When viewing this painting, I was reminded of an equally isolated house in Brisbane (Queensland) many years ago. It seems that, in the construction of a new road, one house owner had held out when the council tried to resume the land. The house ended up by itself in a traffic island with cars having to navigate around it. I often wondered if the non-seller had regretted the decision.
Featured poet
Ann Liebert is a Brisbane-based poet.
Vermeer’s ‘Girl Reading a Letter by the Window’
(c) 2022, Ann Liebert
The air wasn't particularly fresh
By the window.
The sun wasn't very bright
By the window.
The rutted street threw
Waves of clatter upwards.
The rich brew of animals
The cries of the sellers
The shouts of the children
The calls of her mother
The paint and the turpentine.
Senseless to everything
But the letter.
Only the letter
Her secret letter
She read by the window.
Other: Book review
Snowdrops, AD Miller 2011
Review by Terrie Ferman © 2024
This absorbing novel is told in the first person by Nick Platt, the main character. It takes the form of a long letter to Nick’s British fiancé who is curious about his years in Moscow. While her interest is entirely reasonable, Nick is reluctant to open up but decides that if, in the near future, they are to make and possibly keep serious vows to each other, then his fiancé does have a right to know about that time in his life. But such is his anxiety around doing this that he avoids speaking to her personally, instead opting for a letter. That way, she won’t have to disguise any appalled reaction. From the outset, then, the reader expects to hear some things that are at least uncomfortable for Nick, if not worse.

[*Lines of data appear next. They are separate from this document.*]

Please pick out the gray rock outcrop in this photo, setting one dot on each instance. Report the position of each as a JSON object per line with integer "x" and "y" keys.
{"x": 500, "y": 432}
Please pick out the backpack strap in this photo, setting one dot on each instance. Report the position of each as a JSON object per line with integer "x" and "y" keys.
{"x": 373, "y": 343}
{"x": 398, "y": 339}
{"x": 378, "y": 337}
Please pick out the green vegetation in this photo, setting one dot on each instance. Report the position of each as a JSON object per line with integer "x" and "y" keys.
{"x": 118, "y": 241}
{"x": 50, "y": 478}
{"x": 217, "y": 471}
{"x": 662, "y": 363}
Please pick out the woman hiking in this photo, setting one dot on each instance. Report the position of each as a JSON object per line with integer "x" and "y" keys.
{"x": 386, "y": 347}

As a British expat lawyer working in Russia during the 2000s, he was living a life that seemed fine as far as it went. He goes to work, he lives a life, he has one close male friend and is on casual speaking terms with an elderly neighbor.
There’s neither excitement nor tragedy in Nick’s life. Then suddenly excitement appears in the form of Masha whom he meets in the metro. Nick falls hard and fast for Masha. Her feelings are less clear. At times, she appears to be purely exploitative, yet there are moments when genuine affection seems possible. Or, is this simply Nick’s wishful thinking? The love/lust story is interwoven with big deals made in the world of finance and repeated apologetic requests for help from Nick’s elderly neighbour who’s trying to find a missing friend. His reactions to the requests show Nick as a well-intentioned person who would help if he could. He’s not uncaring.

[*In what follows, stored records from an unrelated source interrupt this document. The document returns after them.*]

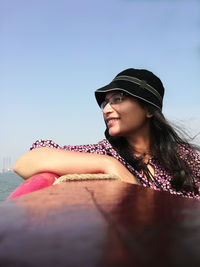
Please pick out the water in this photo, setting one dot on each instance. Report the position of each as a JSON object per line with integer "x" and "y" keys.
{"x": 8, "y": 182}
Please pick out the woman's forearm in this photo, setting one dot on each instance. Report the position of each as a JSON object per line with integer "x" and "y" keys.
{"x": 58, "y": 161}
{"x": 64, "y": 162}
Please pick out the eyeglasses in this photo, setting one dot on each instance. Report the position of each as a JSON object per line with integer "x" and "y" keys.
{"x": 114, "y": 99}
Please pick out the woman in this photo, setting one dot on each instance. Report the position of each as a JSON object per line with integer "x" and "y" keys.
{"x": 141, "y": 146}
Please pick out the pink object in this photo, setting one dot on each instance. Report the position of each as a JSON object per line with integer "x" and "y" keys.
{"x": 36, "y": 182}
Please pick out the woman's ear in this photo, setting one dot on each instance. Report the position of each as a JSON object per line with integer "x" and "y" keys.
{"x": 149, "y": 115}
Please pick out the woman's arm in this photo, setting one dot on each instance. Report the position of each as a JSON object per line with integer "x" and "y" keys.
{"x": 64, "y": 162}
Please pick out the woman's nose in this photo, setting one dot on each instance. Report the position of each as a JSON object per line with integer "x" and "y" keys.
{"x": 107, "y": 108}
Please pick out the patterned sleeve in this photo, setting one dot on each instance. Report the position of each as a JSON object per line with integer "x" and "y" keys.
{"x": 103, "y": 147}
{"x": 192, "y": 157}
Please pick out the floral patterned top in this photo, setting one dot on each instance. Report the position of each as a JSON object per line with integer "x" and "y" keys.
{"x": 161, "y": 176}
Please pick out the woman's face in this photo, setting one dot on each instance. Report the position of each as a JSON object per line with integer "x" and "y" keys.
{"x": 125, "y": 118}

He also seems to be honest in his business dealings. So, all round, the main character is a decent well-meaning human being. But is he? This is the crux of the book. Increasingly, Nick doubts his decency. Where does courage sit when confronted by lust? How often can one mute the insistent voice of conscience?

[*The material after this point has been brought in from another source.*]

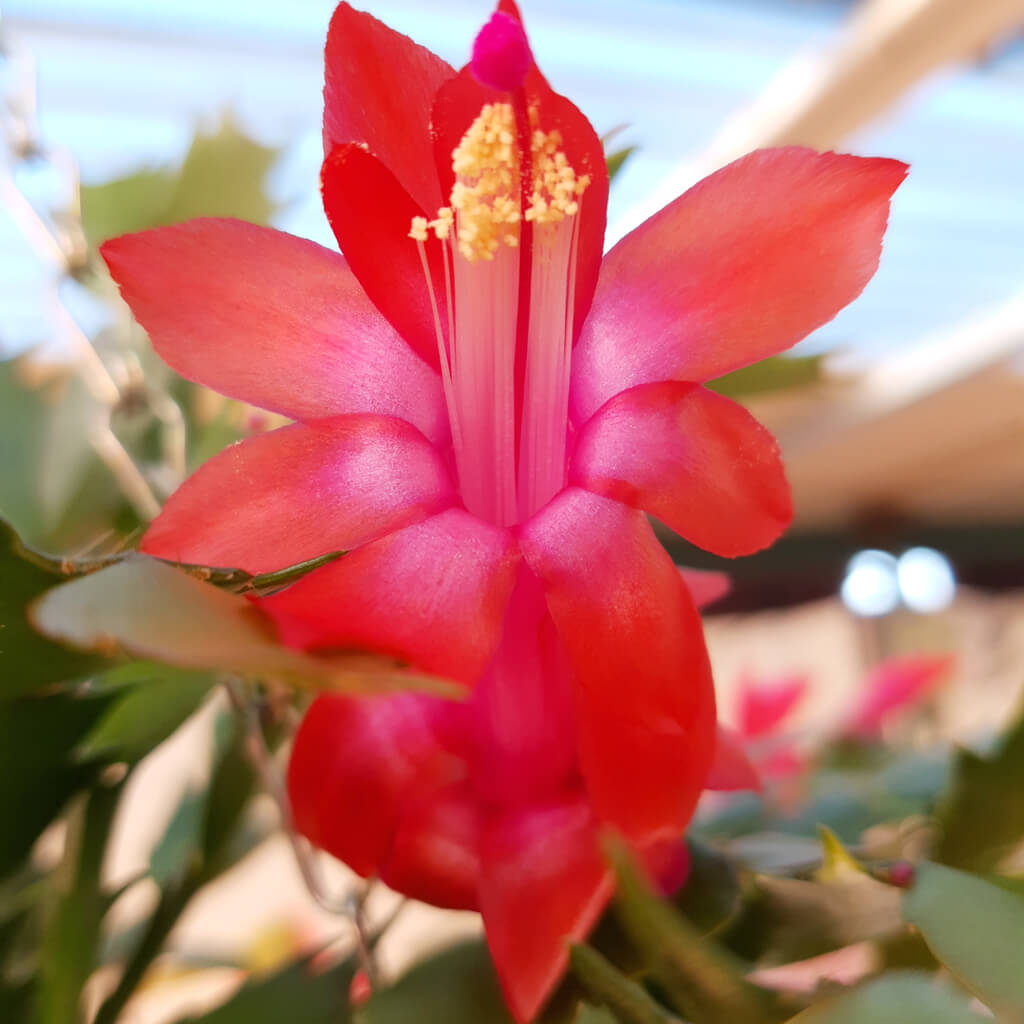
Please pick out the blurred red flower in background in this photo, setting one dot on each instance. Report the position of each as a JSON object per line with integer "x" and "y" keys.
{"x": 485, "y": 410}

Whether the reader ultimately judges Nick to be weak or naïve or selfish or deluded, his judgment of himself is devastating. He comes to realise that he is not the person he thought he was, not the person he wanted to be. His failure to act, to listen to his doubts is his moral undoing. He may never live happily with himself again.
The moral weightiness of the story is reflected in the miserable, snow-blighted weather. It’s a morality tale, really, but not a preachy one.